Bennett, ever the politician (when he's not a developer) proclaimed his innocence by explaining, "I was just sitting there, bored, as they were debating the abortion bill." Blah, blah, blah, abortion, blah, blah, women's rights, blah, blah.... Hopefully, doing the people's business in the Florida Senate for which he was elected and for which he is being paid with taxpayer money gets a little more lively in the future, so as to keep Sen. Bennett's attention.
Perhaps, if the legislators wore bikinis--------no, God, no; forget that!!! Ewwww, ewwww, ewwwwwwww!
Reading the comments accompanying the story in The Sunshine News, a business/political newspaper, it's readily apparent that it is a left-wing commie socialist rag that has no business besmirching the stellar reputation of a true statesman like Sen. Bennett. Commenters debate the definition of porn, how long he actually looked at it, whether it was intentional and the relief that "at least, it wasn't kiddie porn." Whew........ I know I feel better now.
Bennett claims it was an email from a woman "who happens to be a former court administrator." As opposed to being an email sent by a guy with slick-backed hair and a pencil mustache named Vinnie The Weasel, who runs one of the seedy strip clubs on Rt. 41 south of Bradenton. Although, that would make him a constituent of the Senator, so there'd be that angle, at least.
No word on whether the "former court administrator" now works as an attorney for the SEC.
Senate spokesflak, Jaryn Emhof, offered the perfectly logical defense of Bennett, saying, "There was some confusion about an email he received.
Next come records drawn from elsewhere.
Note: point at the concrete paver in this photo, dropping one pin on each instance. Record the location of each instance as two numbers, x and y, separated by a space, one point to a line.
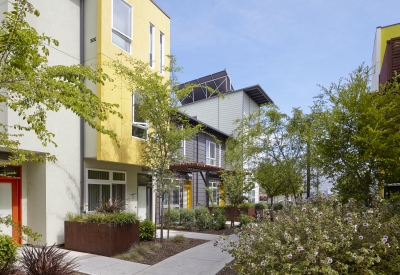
203 259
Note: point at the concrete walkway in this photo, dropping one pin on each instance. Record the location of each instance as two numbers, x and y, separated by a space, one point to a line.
203 259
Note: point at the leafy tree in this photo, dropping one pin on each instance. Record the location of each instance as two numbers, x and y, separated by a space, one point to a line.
273 140
32 88
358 134
269 177
158 97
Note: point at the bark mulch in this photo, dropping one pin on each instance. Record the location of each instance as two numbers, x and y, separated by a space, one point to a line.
151 252
227 270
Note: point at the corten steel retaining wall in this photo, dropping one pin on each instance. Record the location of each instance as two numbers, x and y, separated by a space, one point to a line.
391 60
101 239
243 210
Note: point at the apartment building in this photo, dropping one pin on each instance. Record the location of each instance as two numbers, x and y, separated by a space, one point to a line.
89 165
201 169
385 55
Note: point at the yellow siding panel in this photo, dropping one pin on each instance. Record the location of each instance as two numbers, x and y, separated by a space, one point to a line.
144 13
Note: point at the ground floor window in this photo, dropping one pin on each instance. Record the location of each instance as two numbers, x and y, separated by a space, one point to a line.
103 185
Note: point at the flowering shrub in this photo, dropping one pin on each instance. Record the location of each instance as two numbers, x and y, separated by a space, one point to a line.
320 237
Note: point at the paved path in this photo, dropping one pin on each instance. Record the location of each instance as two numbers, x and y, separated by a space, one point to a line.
203 259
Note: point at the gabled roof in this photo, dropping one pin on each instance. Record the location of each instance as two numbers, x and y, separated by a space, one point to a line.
221 82
257 94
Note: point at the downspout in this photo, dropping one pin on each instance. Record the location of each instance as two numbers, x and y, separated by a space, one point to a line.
82 124
197 174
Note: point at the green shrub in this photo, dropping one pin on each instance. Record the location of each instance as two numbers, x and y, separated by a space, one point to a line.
47 260
187 218
146 230
203 218
218 218
173 215
327 237
247 205
8 251
244 220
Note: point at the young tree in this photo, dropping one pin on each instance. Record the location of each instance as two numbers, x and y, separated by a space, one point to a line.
269 177
358 134
157 100
31 88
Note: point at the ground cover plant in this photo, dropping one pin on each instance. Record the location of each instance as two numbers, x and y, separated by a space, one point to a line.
320 237
153 252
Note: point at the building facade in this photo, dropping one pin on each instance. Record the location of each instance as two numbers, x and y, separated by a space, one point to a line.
89 165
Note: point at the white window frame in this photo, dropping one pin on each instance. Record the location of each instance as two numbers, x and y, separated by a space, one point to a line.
208 150
142 125
109 182
152 45
117 32
214 185
162 37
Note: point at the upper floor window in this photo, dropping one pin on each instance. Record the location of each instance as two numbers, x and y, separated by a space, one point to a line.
211 155
122 25
151 46
139 124
161 53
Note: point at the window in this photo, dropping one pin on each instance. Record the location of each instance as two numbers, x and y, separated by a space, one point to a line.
151 46
214 193
161 53
211 155
122 25
139 124
102 185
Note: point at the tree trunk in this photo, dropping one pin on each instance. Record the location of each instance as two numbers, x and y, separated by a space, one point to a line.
233 216
308 170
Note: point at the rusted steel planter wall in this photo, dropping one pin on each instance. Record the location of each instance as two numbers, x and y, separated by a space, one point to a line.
101 239
243 210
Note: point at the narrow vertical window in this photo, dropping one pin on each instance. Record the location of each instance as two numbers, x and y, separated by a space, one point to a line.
161 53
122 24
151 45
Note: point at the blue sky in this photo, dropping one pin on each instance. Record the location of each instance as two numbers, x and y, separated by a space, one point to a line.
285 46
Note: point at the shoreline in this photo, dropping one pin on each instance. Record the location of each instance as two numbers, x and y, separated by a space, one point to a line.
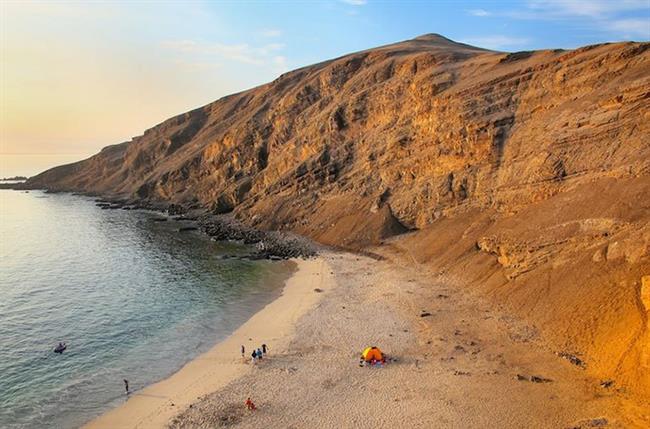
155 405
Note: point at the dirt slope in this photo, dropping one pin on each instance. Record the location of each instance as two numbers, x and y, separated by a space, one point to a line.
523 175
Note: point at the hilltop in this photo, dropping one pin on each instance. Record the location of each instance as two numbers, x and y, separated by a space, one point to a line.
524 176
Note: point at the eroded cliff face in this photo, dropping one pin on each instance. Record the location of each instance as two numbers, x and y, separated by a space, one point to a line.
526 173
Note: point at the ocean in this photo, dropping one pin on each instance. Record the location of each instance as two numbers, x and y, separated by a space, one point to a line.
132 298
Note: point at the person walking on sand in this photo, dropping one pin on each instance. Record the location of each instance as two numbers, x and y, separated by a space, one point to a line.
250 405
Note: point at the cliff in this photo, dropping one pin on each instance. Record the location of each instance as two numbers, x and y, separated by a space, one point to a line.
523 175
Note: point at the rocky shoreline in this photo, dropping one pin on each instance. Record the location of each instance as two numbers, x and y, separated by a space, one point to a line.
273 245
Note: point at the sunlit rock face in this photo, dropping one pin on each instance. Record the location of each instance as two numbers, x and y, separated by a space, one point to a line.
525 174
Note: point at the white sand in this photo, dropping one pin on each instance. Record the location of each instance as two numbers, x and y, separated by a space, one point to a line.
274 325
456 368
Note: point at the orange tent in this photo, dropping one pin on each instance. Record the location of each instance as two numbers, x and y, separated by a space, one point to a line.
371 353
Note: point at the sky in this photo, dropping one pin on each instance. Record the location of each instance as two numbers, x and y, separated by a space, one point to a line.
77 76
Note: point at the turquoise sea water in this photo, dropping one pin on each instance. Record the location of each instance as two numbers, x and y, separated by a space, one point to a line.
132 298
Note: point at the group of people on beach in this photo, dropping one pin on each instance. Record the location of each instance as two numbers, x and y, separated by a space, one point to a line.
257 354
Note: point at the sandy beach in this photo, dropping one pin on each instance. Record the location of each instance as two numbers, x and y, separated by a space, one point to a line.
274 325
459 363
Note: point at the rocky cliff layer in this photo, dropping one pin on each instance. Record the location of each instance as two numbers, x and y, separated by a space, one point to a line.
526 175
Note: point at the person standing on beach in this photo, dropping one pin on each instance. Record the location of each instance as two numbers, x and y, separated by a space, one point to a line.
250 405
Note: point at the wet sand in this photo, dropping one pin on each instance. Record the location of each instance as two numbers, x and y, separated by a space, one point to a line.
459 363
274 325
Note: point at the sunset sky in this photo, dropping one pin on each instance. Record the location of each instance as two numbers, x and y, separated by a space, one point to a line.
77 76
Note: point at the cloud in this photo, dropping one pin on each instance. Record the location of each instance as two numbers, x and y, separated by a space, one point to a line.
479 12
202 54
607 15
633 27
589 8
271 32
496 42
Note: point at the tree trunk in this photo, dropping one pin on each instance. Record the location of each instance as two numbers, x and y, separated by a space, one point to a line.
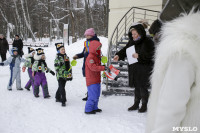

He thought it was an email about an item being debated on the Senate floor. As soon as he realized it wasn't he closed the page."
Hold on----I'm trying to make a reasonable connection between a picture of four bikini-clad women and the debate on abortion.
I'm having better luck with the other video Bennett is seen viewing, obviously an attempt to keep his razor-sharp mind in hyper-overdrive to weigh in on the gravely-important legislative proceedings of the highly-respected Florida Senate.
The dog on the beach.
Bennett will, no doubt, introduce legislation to import specially-bred dogs from Lithuania that have the ability to lap up crude oil and then pee it back into 55-gallon drums, fully refined and ready for use as high-quality jet fuel. Those mutts will come in mighty handy when that slick from BP's Deepwater ClusterFuck or whatever they called that exploding rig out in the Gulf, currently spewing barrels upon barrels of crude daily into our offshore waters, reaches the beaches of Anna Maria, Bradenton Beach and other areas of Sen. Bennett's district.
I wonder if the four bikini babes could be Lithuanian???